PHILADELPHIA, September 25, 1774.

MY DEAR SIR,—I wrote you yesterday by the post. A frequent communication at this critical conjuncture is necessary. As the all-important American cause so much depends upon each colony's acting agreeably to the sentiments of the whole, it must be useful to you to know the sentiments which are entertained here of the temper and conduct of our province. Heretofore we have been accounted by many, intemperate and rash; but now we are universally applauded as cool and judicious, as well as spirited and brave. This is the character we sustain in congress. There is, however, a certain degree of jealousy in the minds of some, that we aim at a total independency, not only of the mother- country, but of the colonies too; and that, as we are a hardy and brave people, we shall in time overrun them all. However groundless this jealousy may be, it ought to be attended to, and is of weight in your deliberations on the subject of your last letter. I spent yesterday afternoon and evening with Mr Dickinson. He is a true Bostonian. It is his opinion, that, if Boston can safely remain on the defensive, the liberties of America, which that town has so nobly contended for, will be secured. The congress have, in their resolve of the 17th instant, given their sanction to the resolutions of the county of Suffolk, one of which is to act merely on the defensive, so long as such conduct may be justified by reason and the principles of self- preservation, but NO LONGER. They have great dependence upon your tried patience and fortitude. They suppose you mean to defend your civil constitution. They strongly recommend perseverance in a firm and temperate conduct, and give you a full pledge of their united efforts in your behalf. They have not yet come to final resolutions. It becomes them to be deliberate. I have been assured, in private conversation with individuals, that, if you should be driven to the necessity of acting in the defence of your lives or liberty, you would be justified by their constituents, and openly supported by all the means in their power; but whether they will ever be prevailed upon to think it necessary for you to set up another form of government, I very much question, for the reason I have before suggested. It is of the greatest importance, that the American opposition should be united, and that it should be conducted so as to concur with the opposition of our friends in England. Adieu,

THE CONTINENTAL CONGRESS TO GENERAL GAGE.1 [OCTOBER, 1774.]

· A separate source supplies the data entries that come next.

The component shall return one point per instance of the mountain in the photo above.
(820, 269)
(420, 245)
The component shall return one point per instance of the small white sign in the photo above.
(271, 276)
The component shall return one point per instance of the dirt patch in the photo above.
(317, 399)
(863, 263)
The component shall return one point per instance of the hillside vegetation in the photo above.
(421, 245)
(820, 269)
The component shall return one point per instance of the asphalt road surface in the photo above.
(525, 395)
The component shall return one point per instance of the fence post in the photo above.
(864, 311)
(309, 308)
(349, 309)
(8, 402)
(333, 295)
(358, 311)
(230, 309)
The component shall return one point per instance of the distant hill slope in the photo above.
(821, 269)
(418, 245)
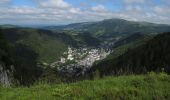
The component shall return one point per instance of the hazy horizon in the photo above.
(61, 12)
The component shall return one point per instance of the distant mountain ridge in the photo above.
(112, 27)
(153, 55)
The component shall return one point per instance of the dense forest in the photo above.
(151, 56)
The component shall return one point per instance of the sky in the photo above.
(56, 12)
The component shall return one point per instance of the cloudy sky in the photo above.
(55, 12)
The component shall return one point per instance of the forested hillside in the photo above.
(151, 56)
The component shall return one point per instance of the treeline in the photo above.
(151, 56)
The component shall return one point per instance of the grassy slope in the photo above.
(140, 87)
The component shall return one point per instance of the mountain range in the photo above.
(134, 47)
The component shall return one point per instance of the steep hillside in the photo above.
(48, 45)
(154, 55)
(113, 27)
(143, 87)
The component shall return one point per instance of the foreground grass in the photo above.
(142, 87)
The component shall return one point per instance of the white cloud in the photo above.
(99, 8)
(61, 12)
(134, 1)
(54, 3)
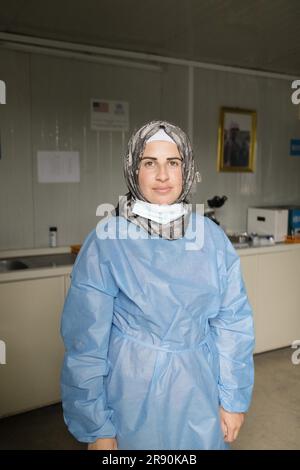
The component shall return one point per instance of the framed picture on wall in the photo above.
(236, 140)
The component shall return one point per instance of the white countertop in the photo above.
(23, 274)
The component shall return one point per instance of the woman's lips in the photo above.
(162, 190)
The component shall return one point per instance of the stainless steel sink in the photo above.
(7, 265)
(36, 262)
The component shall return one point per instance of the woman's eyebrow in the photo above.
(154, 158)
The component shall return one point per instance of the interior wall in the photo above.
(48, 108)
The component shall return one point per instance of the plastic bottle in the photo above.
(52, 237)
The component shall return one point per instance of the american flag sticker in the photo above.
(101, 106)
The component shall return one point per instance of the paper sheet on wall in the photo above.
(109, 115)
(58, 167)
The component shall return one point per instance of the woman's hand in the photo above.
(104, 443)
(231, 424)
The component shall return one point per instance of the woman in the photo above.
(157, 326)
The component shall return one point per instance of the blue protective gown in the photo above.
(157, 337)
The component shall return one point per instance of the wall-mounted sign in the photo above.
(295, 148)
(58, 167)
(109, 115)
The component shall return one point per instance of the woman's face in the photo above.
(160, 172)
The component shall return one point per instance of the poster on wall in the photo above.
(107, 115)
(236, 140)
(58, 167)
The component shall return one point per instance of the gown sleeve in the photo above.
(85, 329)
(233, 334)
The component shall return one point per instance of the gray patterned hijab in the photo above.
(136, 145)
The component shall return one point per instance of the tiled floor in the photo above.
(273, 421)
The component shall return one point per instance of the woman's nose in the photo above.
(162, 173)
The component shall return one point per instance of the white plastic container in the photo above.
(268, 221)
(52, 237)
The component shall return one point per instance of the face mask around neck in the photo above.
(160, 213)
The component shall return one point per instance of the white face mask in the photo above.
(160, 213)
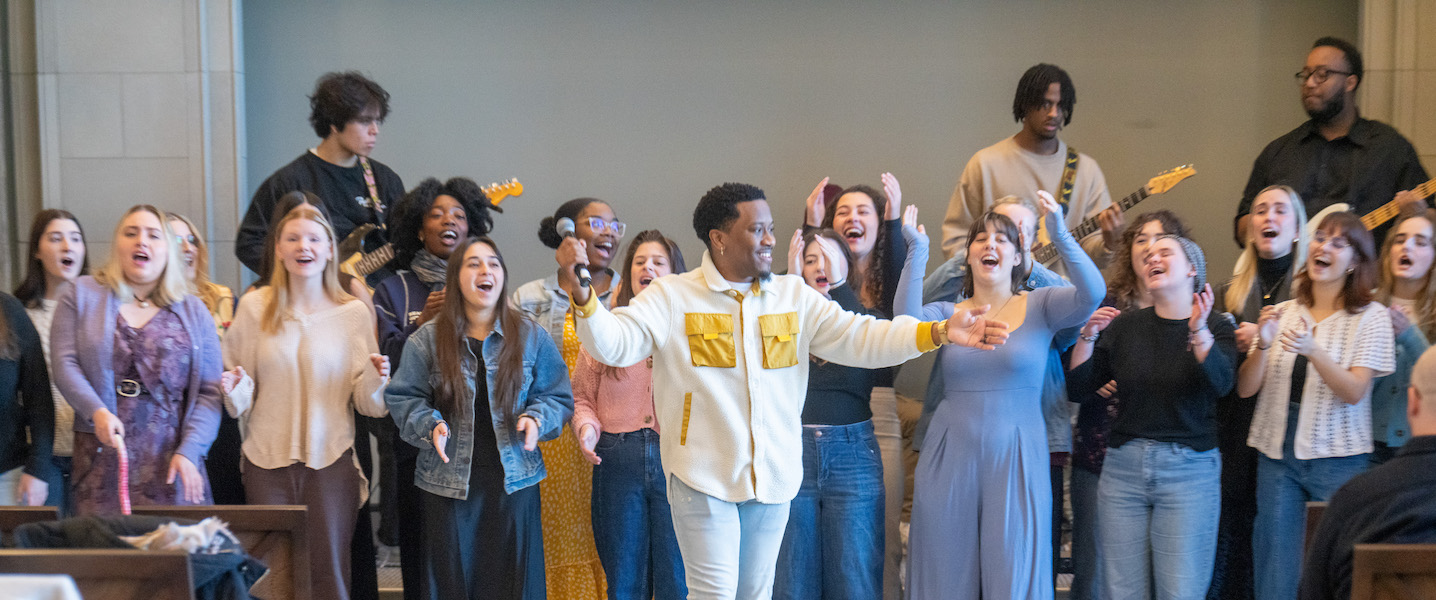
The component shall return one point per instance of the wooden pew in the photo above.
(1314, 511)
(12, 517)
(274, 534)
(1393, 572)
(109, 574)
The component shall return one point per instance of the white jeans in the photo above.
(730, 549)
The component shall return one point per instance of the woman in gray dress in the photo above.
(981, 514)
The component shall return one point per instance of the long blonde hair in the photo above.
(210, 292)
(1425, 299)
(173, 286)
(279, 302)
(1244, 274)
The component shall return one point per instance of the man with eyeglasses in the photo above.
(345, 111)
(1337, 155)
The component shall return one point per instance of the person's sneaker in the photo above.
(387, 556)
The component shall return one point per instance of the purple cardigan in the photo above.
(82, 345)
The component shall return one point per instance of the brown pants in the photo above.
(332, 495)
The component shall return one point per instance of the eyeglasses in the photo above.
(1318, 73)
(598, 224)
(1337, 241)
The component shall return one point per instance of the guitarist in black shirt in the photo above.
(345, 111)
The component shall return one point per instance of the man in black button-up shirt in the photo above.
(1390, 504)
(1336, 157)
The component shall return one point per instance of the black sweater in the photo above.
(1166, 395)
(26, 405)
(336, 185)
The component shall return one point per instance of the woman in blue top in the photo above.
(478, 432)
(981, 516)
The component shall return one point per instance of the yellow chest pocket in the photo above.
(780, 339)
(710, 339)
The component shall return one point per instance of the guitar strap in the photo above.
(1069, 177)
(374, 191)
(1064, 197)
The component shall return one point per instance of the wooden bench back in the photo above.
(1393, 572)
(109, 574)
(274, 534)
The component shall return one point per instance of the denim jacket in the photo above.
(1389, 422)
(544, 396)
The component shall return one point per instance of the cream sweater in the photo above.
(308, 379)
(1005, 168)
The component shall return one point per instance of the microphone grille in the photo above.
(563, 227)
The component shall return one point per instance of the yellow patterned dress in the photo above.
(570, 560)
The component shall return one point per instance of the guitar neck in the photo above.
(1389, 210)
(1089, 226)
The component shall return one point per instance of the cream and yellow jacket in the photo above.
(730, 371)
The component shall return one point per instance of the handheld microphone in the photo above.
(565, 227)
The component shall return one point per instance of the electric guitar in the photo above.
(1166, 180)
(1377, 217)
(355, 261)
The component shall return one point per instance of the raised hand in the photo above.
(381, 363)
(1099, 320)
(893, 197)
(813, 217)
(796, 253)
(1201, 309)
(188, 478)
(911, 227)
(530, 429)
(1267, 326)
(431, 307)
(440, 439)
(836, 260)
(970, 327)
(588, 441)
(1300, 342)
(231, 378)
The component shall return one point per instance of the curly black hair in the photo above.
(549, 226)
(339, 98)
(1031, 91)
(720, 207)
(408, 216)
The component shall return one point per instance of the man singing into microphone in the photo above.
(730, 343)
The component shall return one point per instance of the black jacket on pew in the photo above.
(224, 576)
(1390, 504)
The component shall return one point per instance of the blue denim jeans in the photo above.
(632, 526)
(1159, 504)
(1283, 490)
(1086, 550)
(833, 546)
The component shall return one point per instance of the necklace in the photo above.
(1267, 292)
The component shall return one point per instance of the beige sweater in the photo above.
(308, 379)
(1005, 168)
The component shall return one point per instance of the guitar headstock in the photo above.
(497, 193)
(1166, 180)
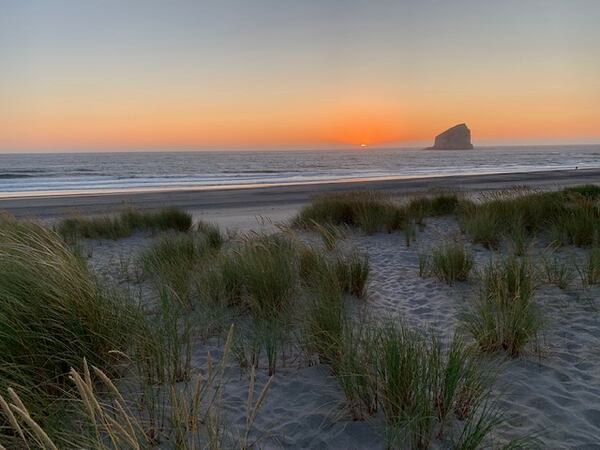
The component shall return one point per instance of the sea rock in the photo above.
(456, 138)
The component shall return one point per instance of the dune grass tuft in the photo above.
(558, 272)
(353, 273)
(53, 313)
(172, 259)
(572, 215)
(505, 317)
(451, 262)
(422, 384)
(268, 270)
(367, 210)
(123, 224)
(590, 273)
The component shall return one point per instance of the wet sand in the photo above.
(228, 206)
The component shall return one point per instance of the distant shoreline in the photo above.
(259, 200)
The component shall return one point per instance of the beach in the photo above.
(545, 395)
(241, 207)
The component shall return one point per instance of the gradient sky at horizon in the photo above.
(106, 75)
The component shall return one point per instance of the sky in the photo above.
(149, 74)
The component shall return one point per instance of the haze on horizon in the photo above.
(123, 74)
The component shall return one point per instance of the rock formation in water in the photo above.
(456, 138)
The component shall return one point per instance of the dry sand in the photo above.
(553, 395)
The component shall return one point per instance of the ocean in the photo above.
(27, 174)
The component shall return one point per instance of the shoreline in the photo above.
(260, 200)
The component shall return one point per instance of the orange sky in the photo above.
(362, 75)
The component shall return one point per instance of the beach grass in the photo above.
(590, 272)
(422, 384)
(326, 316)
(558, 272)
(505, 317)
(373, 212)
(572, 215)
(353, 273)
(172, 258)
(451, 262)
(268, 269)
(123, 224)
(367, 210)
(53, 313)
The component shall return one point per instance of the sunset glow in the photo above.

[MS., Samuel Adams Papers, Lenox Library.]

TO GENERAL GAGE.

Sir,

The Delegates from his Majestys several Colonies of New Hampshire * * * * * * * * * * * assembled in general Congress in the City of Philadelphia take the Liberty of addressing you upon Subjects of the last Importance, to your own Character, Happiness and Peace of Mind, to his Majestys Service, to the Wellfare of that Province over which you preside and of all North America, and, perhaps, of the whole British Empire.

The Act of the British Parliament for shutting up the Harbour of Boston is universally deemd to be unjust and cruel; and the World now sees with Astonishment & Indignation the Distress which the Inhabitants of that loyal though devoted Town are suffering under the most rigid Execution of it.

There are two other Acts passed in the present Session of Parliament, the one for regulating the Government of the Province of Massachusetts Bay and the other entitled an Act for the more impartial Administration of Justice in the same Province; the former of these Acts was made with the professed Purpose of materially altering the Charter of that Province granted by his Majesties Royal Predecessors King William & Queen Mary for themselves their Heirs &c forever; and both or either of them if put into Execution will shake the Foundations of that free & happy Constitution which is the Birthright of English Subjects, and totally destroy the inestimable Blessing of Security in Life Liberty and Property.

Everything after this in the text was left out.